昨日は2ヶ月に1回会合を設けているメンバーとの懇親会の席で、「今回の相場でえらくやられている」という話が話題になり盛り上がりました。最近「この相場ではきつくやられていますねえ」という話題になると俄然話が盛り上がるんです。
 それぐらい今回の相場は、やられ方の濃淡はありますが、みんながやられている相場です。もちろん、100からいいところなしに20にした人もいれば、100が400まで儲かった場面があって現在80になってしまった人もいるでしょう。トップからのやられた割合は一緒なのですが。
 もう話がボロボロ出てきます。「あんなこと、こんなこと」。「いかにやられてきたのか」、「今後どうしたらよいか」と際限なく。おそらく、ほとんどの人が「話したくて、聞いてもらいたくて」ウズウズしているのだと思います。「周りの人はどんな風に考えているのか」と気になっているのだと思います。
 最近、特に銀行が投資信託などで評価損が大きな顧客に対して、フォローするアプローチを行う動きが新聞等で紹介されることが増えてきました。そこで、そんなやりとりができていればいいですね。ただ「お加減いかがですか?」的な形式的な挨拶で終わってなければよいのですが。
 最近気になるのは、販売する側が行政処分をくらうのを恐れる余り、「こういう売り方はしてはいけない」というガイドラインが多くなってきた点です。「高齢者には●●は勧めてはいけない。できるだけ、家族を同席して話をしなければならない」、「顧客との約定は、言った言わないという争い事にならぬよう、後で確認が出来る方法を取ること」、もちろん確認書を投資家に書かせることは増えています。
 世の中で運用に悩んでいる多くの人は高齢者です。今若い人もいずれ高齢者になっていくわけです。「高齢者に販売する注意」よりも、「高齢者が安心して投資できる、販売金融機関が安心して高齢者にも金融商品を案内できる」仕組み作りの方が喫緊の課題なのではないでしょうか。

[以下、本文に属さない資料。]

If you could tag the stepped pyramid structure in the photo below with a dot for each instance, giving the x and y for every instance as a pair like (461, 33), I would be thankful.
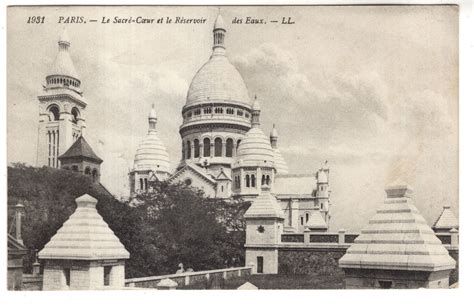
(397, 249)
(84, 254)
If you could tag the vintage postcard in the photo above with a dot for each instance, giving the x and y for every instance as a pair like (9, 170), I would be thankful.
(232, 147)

 この間、常陽銀行が「手話による金融窓口」を創設するという話をニュースで知りました。こうした弱者や高齢者、そして投資に心が折れた人を救うことが、「貯蓄から投資」の流れで一番大事なことだと考えます。このままでは、インターネットを駆使して、自分で投資判断がビシバシできる、高齢者しか、投資が出来ない世の中になってしまいます。そんな人が世の中にどれほどいるのでしょうか?でも、将来に不安で、投資・運用に悩む人はこれからも減ることはないでしょう。そこにつけ込む、「振り込め詐欺」的な輩が活躍する場がもっと広がる可能性があります。

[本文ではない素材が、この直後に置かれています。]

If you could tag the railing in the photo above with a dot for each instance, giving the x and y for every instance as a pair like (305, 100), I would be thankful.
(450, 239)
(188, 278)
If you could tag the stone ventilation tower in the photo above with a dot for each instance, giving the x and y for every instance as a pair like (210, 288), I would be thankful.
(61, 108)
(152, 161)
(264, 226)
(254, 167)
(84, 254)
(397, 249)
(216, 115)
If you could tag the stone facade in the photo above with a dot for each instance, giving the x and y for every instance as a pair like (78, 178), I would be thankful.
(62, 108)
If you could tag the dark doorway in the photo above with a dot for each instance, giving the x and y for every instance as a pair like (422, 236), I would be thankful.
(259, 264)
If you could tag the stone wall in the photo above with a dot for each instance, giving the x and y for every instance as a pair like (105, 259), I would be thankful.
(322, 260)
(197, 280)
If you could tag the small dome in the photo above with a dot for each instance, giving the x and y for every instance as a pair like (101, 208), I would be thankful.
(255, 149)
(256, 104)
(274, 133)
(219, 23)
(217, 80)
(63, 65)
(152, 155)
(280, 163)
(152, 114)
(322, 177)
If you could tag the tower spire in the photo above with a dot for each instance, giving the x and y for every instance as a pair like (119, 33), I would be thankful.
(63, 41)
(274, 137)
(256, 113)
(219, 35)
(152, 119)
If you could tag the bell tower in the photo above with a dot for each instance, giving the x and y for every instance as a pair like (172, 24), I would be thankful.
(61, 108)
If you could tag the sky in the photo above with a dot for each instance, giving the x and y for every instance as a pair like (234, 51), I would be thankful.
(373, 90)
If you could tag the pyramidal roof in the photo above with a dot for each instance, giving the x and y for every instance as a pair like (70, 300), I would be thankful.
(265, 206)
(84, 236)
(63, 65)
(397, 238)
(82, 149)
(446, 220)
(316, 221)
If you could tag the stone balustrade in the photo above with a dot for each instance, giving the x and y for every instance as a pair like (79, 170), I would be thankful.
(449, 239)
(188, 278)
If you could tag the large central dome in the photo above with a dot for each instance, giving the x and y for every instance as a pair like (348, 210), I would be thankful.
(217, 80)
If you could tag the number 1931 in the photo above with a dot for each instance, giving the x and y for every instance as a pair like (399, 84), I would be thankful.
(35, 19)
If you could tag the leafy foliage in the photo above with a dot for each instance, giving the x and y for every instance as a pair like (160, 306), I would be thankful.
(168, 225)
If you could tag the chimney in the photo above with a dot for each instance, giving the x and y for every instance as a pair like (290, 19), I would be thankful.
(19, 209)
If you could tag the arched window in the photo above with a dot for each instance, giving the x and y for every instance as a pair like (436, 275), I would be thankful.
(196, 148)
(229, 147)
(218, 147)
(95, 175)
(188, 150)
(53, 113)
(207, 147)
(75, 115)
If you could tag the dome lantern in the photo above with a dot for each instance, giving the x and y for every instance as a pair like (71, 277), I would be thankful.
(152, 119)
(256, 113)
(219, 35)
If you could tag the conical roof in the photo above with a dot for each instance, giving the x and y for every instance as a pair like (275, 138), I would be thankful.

 金融機関が、そうした弱者に対して役割が果たせないのであれば、我々のようなFP業務を業とする、「それに応えたい」ものがたくさんいます。いるはずです。なのに、何故それができないのか。
それはFPの肩書きでは「これはやっちゃダメ。これは銀行業務の範囲。これは証券業務の範囲。これは投資顧問の範囲。これは税理士の範囲。これは弁護士の範囲」と制約が余りに多すぎるからです。逆に「これは非常に投資家から要望の高い業務だけど、本来なら●●業務の範囲。しかし実情、その業務の役割は果たせていなくて投資家に迷惑をかけている業務だから、FP業務として認めよう」と何故できないのか。
 こんなに相談したい人がいて、それに応えたい人がいるのに、何故ニーズが満たされないのか。金融の目詰まりと同様に、この際、業務の目詰まりの解消も重要だと考えます。
「FPに頼っても、こんなことしかやってもらえないんだ」。これは相談者にとっても、頼られたFPにとっても、非常にガッカリです。